La propuesta de la Fazenda era un año de internación. Ella había firmado un compromiso… pero faltaban nueve meses y ella se sentía muy bien. Había recuperado peso, se sentía limpia, había redescubierto la fe que había vivido de niña y que ahora tomaba otro sentido… pero ¡nueve meses más! ¿por qué no volver ya, buscar a su familia, decirles cuánto había cambiado y cuán dispuesta estaba a comenzar de nuevo? Se sentía segura, fuerte, no volvería a caer en la adicción, no volvería con la gente que la había llevado a conocer una vida tan miserable…

Hay momentos de la existencia donde irse o quedarse son decisiones que marcan el resto de la vida. Mientras estaba en esos pensamientos, Carolina se miró los pies, se sacó las chinelas y caminó sobre la tierra del caminito que bordeaba los canteros de la quinta. “Estoy volando otra vez… -se dijo- tengo que poner de verdad los pies sobre la tierra”. Y ese día comenzó el resto de su año en la Fazenda, y el resto de su vida en el camino que había encontrado.

A lo largo de toda la historia, hay gente que ha dejado la Iglesia y gente que se ha quedado en la Iglesia. En las comunidades por donde he pasado, empezando por mi propia comunidad parroquial, mi comunidad de bautismo, he encontrado esas personas que permanecen, con una fe “a prueba de balas”, aunque no sea en sentido literal. Casi siempre mujeres, pero también algunos matrimonios, algunos varones, que no se han apartado de la comunidad ni porque hayan pasado situaciones difíciles a nivel personal o familiar, ni porque haya cambiado el rostro y el estilo del párroco de turno… y eso, sin tener tampoco un motivo mezquino para quedarse, como el tener cierto poder dentro de la comunidad o haberse adueñado de un espacio. Tal vez ninguno de ellos tuvo que pasar por un momento como el que vivió Carolina en la Fazenda o el que nos presenta el evangelio de hoy. O, al menos, nadie se enteró, porque sucedió en su interior y su respuesta al Señor fue dada en la intimidad; pero su presencia constante, su fidelidad a través del tiempo, son indicadores de una decisión profunda, arraigada en la fe.

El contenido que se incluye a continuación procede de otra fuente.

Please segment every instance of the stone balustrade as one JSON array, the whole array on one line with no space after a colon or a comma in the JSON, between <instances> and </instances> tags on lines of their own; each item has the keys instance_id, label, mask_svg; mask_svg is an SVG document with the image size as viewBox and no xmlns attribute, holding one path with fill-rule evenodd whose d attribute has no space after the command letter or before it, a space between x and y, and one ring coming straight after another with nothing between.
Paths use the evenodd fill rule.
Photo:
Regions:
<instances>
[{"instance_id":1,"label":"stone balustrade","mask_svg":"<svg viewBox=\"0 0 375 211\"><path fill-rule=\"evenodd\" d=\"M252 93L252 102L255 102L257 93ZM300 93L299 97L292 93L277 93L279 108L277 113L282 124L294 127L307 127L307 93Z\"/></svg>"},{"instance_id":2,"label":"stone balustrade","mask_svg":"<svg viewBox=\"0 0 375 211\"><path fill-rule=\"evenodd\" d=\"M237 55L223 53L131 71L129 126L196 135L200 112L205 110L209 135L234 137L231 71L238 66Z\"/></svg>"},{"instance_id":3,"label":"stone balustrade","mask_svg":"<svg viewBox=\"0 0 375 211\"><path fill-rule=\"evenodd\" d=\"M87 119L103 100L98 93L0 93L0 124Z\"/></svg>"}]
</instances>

El evangelio de hoy nos presenta el episodio conocido como “la crisis de Galilea”. Es un episodio que da un giro importante al camino que venía haciendo Jesús. Desde que comenzó su ministerio en Cafarnaúm, el “éxito” de Jesús, hablando en términos humanos, era cada vez mayor. Recordemos cómo le traían “a todos los enfermos y endemoniados”, como la ciudad entera estaba a la puerta de su casa, como todos lo buscaban… y eso fue apenas el comienzo.
El día que Jesús multiplicó los panes y los peces, había cinco mil hombres, sin contar las mujeres y los niños, que siempre son muchos más. Todos querían que Jesús fuera coronado rey…
Jesús abandona a la multitud ante semejante perspectiva, pero ellos lo buscan.
Cuando lo encuentran, Jesús se pone a enseñarles largamente. Es su discurso del Pan de Vida, que hemos venido escuchando estos domingos.
Frente a las palabras de Jesús, frente a la nueva perspectiva que Él abre, muchos se desconciertan: no es lo que ellos esperaban y comienzan a abandonarlo.
Después de escuchar la enseñanza de Jesús, muchos de sus discípulos decían: «¡Es duro este lenguaje! ¿Quién puede escucharlo?»
Jesús, sabiendo lo que sus discípulos murmuraban, les dijo: «¿Esto los escandaliza? ¿Qué pasará, entonces, cuando vean al Hijo del hombre subir donde estaba antes?
El Espíritu es el que da Vida, la carne de nada sirve.
Las palabras que les dije son Espíritu y Vida. Pero hay entre ustedes algunos que no creen».
En efecto, Jesús sabía desde el primer momento quiénes eran los que no creían y quién era el que lo iba a entregar.
Y agregó: «Por eso les he dicho que nadie puede venir a mí, si el Padre no se lo concede».
Y aquí es donde se produce el desenlace de la crisis. El evangelista Juan nos dice:
Desde ese momento, muchos de sus discípulos se alejaron de Él y dejaron de acompañarlo.
Por eso, es natural que Jesús se vuelva hacia los Doce, ese pequeño grupo que estuvo con él desde el principio, y les pregunte:
«¿También ustedes quieren irse?»
Y aquí viene la respuesta decisiva. Es Simón Pedro quien habla, en nombre de todos:
«Señor, ¿a quién iremos? Tú tienes palabras de Vida eterna. Nosotros hemos creído y sabemos que eres el Santo de Dios».
“Nosotros hemos creído”. Hermosas palabras; hermosas, precisamente, porque no son sólo palabras. Son la razón de una decisión. Ellos han encontrado a Jesús, han creído en Él, han encontrado sentido para su vida.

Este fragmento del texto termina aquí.